Uygulamalı Davranış Analizi Uygulamalarının genel avantajları şunlardır:

. UDA somut gözlemlerden yola çıkar böylece bireye kazandırılması planlanan davranışın gözlemlenip gözlemlenmemesine dayanır.

. UDA sırasında kazandırılması ya da azaltılması istenen davranışların hangi oranda kazandırıldığı ya da azaltıldığına göre uygulanan programa müdahale imkânı sağlar.

. Kısa zamanda davranış kazandırma, davranış değiştirme, problemli davranışların azaltılması mümkün olabilmektedir.

. Uygulanan pekiştirme tarifeleri ile davranışın kalıcılığı sağlamak mümkündür.

Davranış değiştirme;

Problem Davranışları Önleme ve Problem Davranışları Azaltma olarak iki ana başlık altında toplanır.

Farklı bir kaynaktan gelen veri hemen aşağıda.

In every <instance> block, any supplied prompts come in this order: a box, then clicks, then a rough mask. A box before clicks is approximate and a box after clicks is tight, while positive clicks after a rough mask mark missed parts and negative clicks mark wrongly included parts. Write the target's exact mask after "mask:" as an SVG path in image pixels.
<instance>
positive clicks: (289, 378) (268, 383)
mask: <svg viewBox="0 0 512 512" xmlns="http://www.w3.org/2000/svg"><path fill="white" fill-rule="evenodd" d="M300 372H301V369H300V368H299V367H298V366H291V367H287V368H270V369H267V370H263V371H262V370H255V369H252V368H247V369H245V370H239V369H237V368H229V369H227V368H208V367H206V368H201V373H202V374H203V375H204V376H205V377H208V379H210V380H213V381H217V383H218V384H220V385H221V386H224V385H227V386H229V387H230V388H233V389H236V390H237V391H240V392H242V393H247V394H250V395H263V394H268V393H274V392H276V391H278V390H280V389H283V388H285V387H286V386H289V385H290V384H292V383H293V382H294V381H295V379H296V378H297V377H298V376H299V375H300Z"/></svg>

Problem Davranışları Önleme ise Yeni Davranış Oluşturma, Davranışları Sürdürme ve Arttırma, Davranışların Kalıcılığını Sağlama olarak üç şekilde uygulanır. Öğrenci gözlemlendikten sonra ne tür bir yol izleneceği eğitimcinin gözlem gücüne ve kararına göre değişiklik gösterir. Bu nedenle eğitimci uygulayacağı yönteme çok iyi karar vermelidir.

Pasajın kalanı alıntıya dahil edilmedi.